До тех пор пока пролегал рубеж, отделявший бога от мира ввиду конфликта между христианским, с одной стороны, и гражданским долгом — с другой, а формальное и вынужденное признание языческих культов являлось водоразделом между ними, «воин христов» самой жизнью должен был свидетельствовать свою преданность христианской вере и быть мучеником за свою веру. Его принадлежность к отряду «священного воинства» становилась еще больше исполненной значения, если он был выходцем из «воинства кесарева» и покинул ряды армии императора. Таким образом, появились два разных способа быть солдатом, две военные дисциплины, две присяги. Они не могли не вступить друг с другом в конфликт. Павел подчеркивал: сущность христианства в том, что это религия для людей мужественных, упорных и твердых.

Однако не так-то просто восстановить феноменологию рыцарства. В военной среде можно было встретить как чрезвычайно осторожных солдат, не признававшихся в своей вере, так и других, необычайно смелых и бесстрашных, готовых засвидетельствовать свою веру публично. Правда, поведение такого рода самими христианами осуждалось как несоответствовавшее моральным принципам веры. Что же касалось язычников, то и командиры и государственные чиновники, как правило, были настроены неагрессивно и с пониманием относились к христианам. Однако были и такие, которые занимали по отношению к верующим жесткую и непримиримую позицию. Своим усердием они еще более ухудшали обстановку вокруг приверженцев новой веры. Как бы то ни было, внимательное изу­чение мартирологов показывает, сколь ошибочны представления о первохристианах как о мучениках за веру и язычниках как о коварных гонителях веры.

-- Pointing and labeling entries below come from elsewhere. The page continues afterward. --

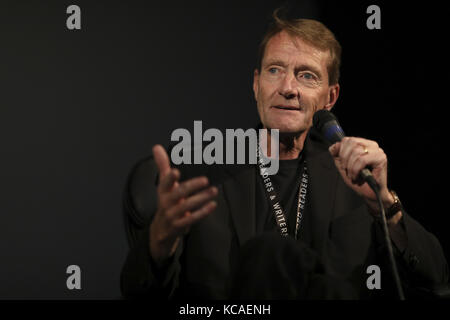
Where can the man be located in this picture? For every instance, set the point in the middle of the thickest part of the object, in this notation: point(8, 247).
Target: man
point(210, 231)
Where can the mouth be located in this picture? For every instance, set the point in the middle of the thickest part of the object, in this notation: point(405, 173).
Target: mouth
point(285, 107)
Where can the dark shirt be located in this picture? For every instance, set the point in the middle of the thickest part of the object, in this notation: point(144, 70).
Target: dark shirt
point(286, 184)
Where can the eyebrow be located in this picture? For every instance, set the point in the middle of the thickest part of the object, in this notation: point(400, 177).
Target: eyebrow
point(302, 67)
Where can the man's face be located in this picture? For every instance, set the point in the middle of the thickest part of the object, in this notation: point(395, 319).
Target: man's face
point(292, 84)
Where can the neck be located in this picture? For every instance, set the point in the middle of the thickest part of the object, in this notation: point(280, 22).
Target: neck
point(291, 144)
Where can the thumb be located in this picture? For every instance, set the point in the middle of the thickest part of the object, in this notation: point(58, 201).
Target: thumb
point(334, 149)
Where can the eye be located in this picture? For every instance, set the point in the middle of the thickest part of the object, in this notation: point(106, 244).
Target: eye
point(308, 76)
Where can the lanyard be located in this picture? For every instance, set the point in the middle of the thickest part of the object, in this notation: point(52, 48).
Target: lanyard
point(275, 204)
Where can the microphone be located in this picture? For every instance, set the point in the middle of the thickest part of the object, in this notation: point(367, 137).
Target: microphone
point(327, 124)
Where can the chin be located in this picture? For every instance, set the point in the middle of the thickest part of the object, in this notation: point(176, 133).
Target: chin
point(288, 128)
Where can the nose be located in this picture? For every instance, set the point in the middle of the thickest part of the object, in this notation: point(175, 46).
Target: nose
point(288, 88)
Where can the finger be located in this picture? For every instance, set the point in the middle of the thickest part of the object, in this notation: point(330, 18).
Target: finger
point(364, 142)
point(372, 159)
point(167, 182)
point(195, 216)
point(194, 202)
point(162, 160)
point(188, 187)
point(334, 149)
point(356, 157)
point(347, 147)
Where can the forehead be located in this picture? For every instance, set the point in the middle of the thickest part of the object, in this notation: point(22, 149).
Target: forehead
point(284, 47)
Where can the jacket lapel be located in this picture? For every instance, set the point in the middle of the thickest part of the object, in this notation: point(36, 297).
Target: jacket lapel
point(239, 190)
point(323, 180)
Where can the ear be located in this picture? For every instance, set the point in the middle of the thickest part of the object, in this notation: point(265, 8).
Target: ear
point(333, 94)
point(256, 83)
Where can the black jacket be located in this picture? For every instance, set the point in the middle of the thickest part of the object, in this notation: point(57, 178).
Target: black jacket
point(344, 240)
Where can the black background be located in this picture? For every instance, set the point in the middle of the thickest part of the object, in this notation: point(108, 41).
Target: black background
point(79, 108)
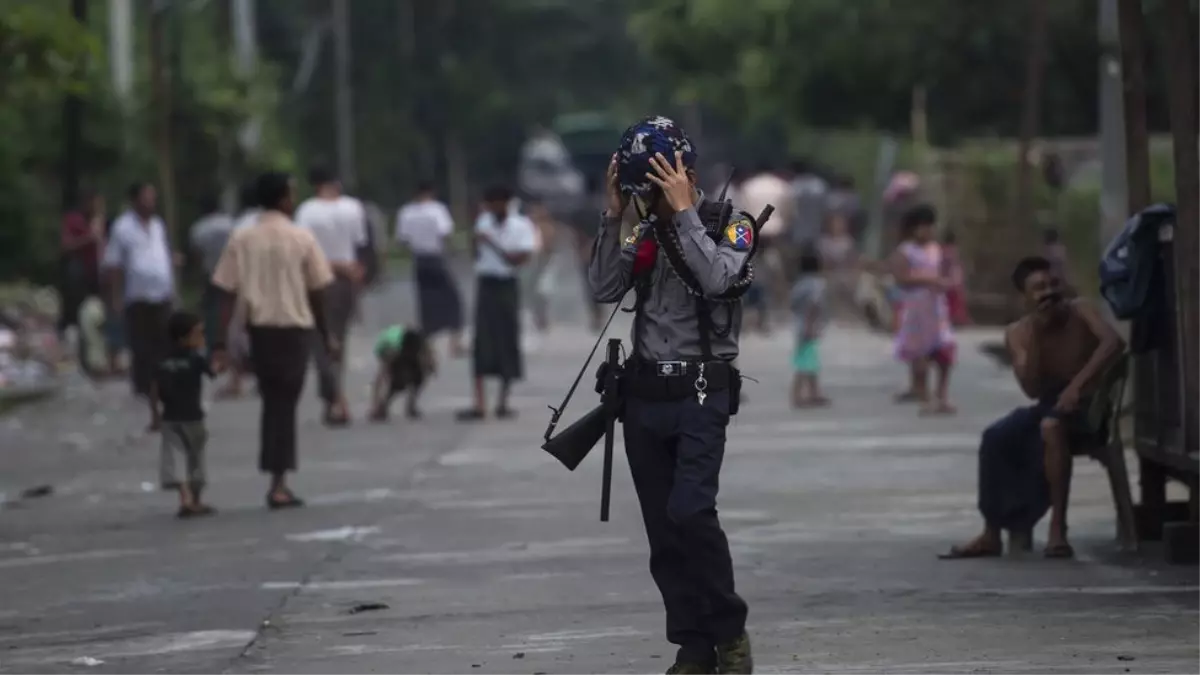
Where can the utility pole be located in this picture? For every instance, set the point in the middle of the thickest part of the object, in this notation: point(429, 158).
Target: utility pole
point(245, 37)
point(72, 125)
point(343, 111)
point(120, 48)
point(161, 99)
point(1114, 197)
point(1182, 105)
point(1133, 76)
point(1031, 114)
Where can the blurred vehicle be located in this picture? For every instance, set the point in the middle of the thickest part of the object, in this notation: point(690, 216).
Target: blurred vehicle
point(563, 166)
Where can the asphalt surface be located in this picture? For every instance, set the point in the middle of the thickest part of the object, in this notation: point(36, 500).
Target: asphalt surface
point(441, 549)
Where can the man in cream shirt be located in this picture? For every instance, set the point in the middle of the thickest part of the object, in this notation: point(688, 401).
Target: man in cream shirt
point(339, 223)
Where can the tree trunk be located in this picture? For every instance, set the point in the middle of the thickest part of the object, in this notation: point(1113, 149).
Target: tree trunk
point(1181, 96)
point(1031, 114)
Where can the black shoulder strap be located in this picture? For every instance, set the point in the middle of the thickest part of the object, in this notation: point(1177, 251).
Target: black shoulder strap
point(705, 323)
point(641, 293)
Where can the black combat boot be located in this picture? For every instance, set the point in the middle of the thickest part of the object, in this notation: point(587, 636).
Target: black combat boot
point(690, 669)
point(733, 658)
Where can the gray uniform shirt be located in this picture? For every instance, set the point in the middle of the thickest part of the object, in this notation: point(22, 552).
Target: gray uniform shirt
point(670, 328)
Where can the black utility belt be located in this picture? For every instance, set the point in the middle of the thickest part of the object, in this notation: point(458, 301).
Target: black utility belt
point(671, 380)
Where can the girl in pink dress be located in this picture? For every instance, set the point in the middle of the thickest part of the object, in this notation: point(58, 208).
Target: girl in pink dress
point(924, 333)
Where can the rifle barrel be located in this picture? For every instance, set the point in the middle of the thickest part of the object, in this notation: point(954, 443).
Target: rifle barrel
point(610, 400)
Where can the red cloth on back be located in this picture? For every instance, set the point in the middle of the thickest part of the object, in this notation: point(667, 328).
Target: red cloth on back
point(75, 227)
point(647, 251)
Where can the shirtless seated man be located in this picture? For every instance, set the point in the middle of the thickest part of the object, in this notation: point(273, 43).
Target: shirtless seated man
point(1060, 350)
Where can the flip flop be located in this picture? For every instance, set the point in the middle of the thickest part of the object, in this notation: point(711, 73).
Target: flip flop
point(1060, 551)
point(469, 414)
point(942, 410)
point(958, 553)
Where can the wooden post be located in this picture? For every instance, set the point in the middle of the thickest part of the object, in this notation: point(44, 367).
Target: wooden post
point(1133, 75)
point(1181, 96)
point(1031, 113)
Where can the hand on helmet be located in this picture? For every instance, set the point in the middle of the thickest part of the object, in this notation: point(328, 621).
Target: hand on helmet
point(617, 199)
point(673, 180)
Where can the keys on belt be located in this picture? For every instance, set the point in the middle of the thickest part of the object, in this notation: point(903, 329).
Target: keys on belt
point(681, 369)
point(670, 369)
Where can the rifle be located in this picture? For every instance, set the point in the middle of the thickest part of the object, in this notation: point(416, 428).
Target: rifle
point(574, 443)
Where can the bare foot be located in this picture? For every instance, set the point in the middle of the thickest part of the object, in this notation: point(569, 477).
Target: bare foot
point(1020, 541)
point(939, 408)
point(1059, 548)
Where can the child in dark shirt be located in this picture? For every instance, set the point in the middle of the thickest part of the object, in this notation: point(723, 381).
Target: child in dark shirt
point(177, 411)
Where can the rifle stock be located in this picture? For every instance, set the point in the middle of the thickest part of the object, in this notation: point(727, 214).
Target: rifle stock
point(574, 443)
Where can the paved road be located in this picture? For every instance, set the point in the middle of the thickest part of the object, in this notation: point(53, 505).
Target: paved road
point(490, 557)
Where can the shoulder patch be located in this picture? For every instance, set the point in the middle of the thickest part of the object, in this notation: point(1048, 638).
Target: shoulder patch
point(739, 234)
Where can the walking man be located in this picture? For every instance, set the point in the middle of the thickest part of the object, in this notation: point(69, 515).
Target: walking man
point(280, 274)
point(339, 223)
point(504, 243)
point(208, 239)
point(423, 226)
point(681, 383)
point(142, 278)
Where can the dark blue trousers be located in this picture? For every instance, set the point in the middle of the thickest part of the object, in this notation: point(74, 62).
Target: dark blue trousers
point(676, 449)
point(1013, 489)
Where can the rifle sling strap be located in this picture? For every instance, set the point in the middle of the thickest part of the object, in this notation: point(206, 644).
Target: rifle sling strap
point(579, 377)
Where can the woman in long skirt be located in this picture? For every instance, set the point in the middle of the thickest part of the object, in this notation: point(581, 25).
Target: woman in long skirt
point(423, 226)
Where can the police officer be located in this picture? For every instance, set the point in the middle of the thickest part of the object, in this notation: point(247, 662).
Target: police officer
point(679, 383)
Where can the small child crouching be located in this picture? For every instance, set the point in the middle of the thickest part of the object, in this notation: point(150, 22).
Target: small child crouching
point(406, 360)
point(808, 302)
point(177, 411)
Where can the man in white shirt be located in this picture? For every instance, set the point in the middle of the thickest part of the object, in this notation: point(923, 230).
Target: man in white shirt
point(504, 242)
point(340, 225)
point(141, 268)
point(423, 226)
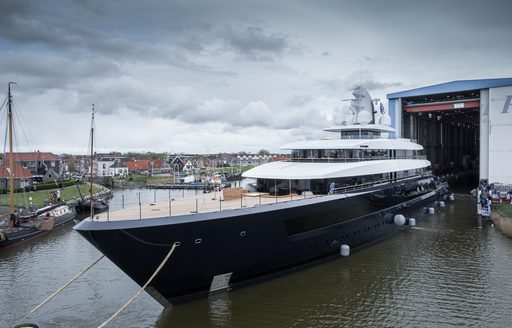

Факты, которые свидетельствовали бы о мученичестве христиан в «идеологическом» смысле, встречаются крайне редко. Кроме того, эти факты весьма разнотипны. Все это говорит о неоднородности христианства и об отсутствии какой бы то ни было единой позиции христианства в вопросах войны и военной дисциплины.

С течением времени численность христиан возрастала. Этот факт учел, например, император Галерий, который в 311 г. издал первый известный нам эдикт, направленный на разрядку напряженности в отношениях между христианами и язычниками.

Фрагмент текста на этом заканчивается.